Fire has long-been respected by Indigenous groups across the nation. Cool burns – such as this near Canberra – are increasingly understood and valued by all Australians. Photo: Vicky Shukuroglou, for Loving Country, a Guide to Sacred Australia

Homelands

Since migrating to Australia – a country that following its occupation has become home for people from all over the world – I’ve often wondered about the entitlement to a sense of belonging in this land.

But also, thinking of immigrants who’ve lived through forced displacement, wondering whether this experience could foster a stronger alliance with Australia’s Indigenous people towards recognition and reconciliation.

READ MORE: Neos Kosmos endorses Uluru Statement from the Heart

Spotted gums are renowned for their tendency to morph and form grafts. Some trees were purposely altered to provide information such as boundaries and directions. Photo: Vicky Shukuroglou, for Loving Country, a Guide to Sacred Australia

Mr Pascoe sheds some light on my enquiry.

“I used to be a tour guide at the Cape Otway lighthouse and the tourists who knew most about Australian history were from countries like Germany and Italy and France, people whose countries had experienced dispossession and war.
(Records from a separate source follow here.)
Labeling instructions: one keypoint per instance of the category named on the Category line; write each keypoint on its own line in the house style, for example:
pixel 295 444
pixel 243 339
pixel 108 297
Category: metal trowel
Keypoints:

And looking at the Australian history that they knew, they understood implicitly that this was a war of invasion and dispossession.

“Australians as a group have in the past struggled to look squarely at their history and see it as history of invasion and then development of a colony. Overseas people, I found, were far more intellectually able to embrace those issues.

“But if we only concentrate on the negatives, we’ll get a negative result. We have to be optimistic,” he says.

Is their travel book then an act of optimism? Ms Shukuroglou doesn’t seem to reject my reflection.

“I think the land can really speak, but we need to listen. And our hope is that through these stories and through the photographs peoples’ senses, their hearing, their sensing, their observation will just be opened a little more to what the land is saying.”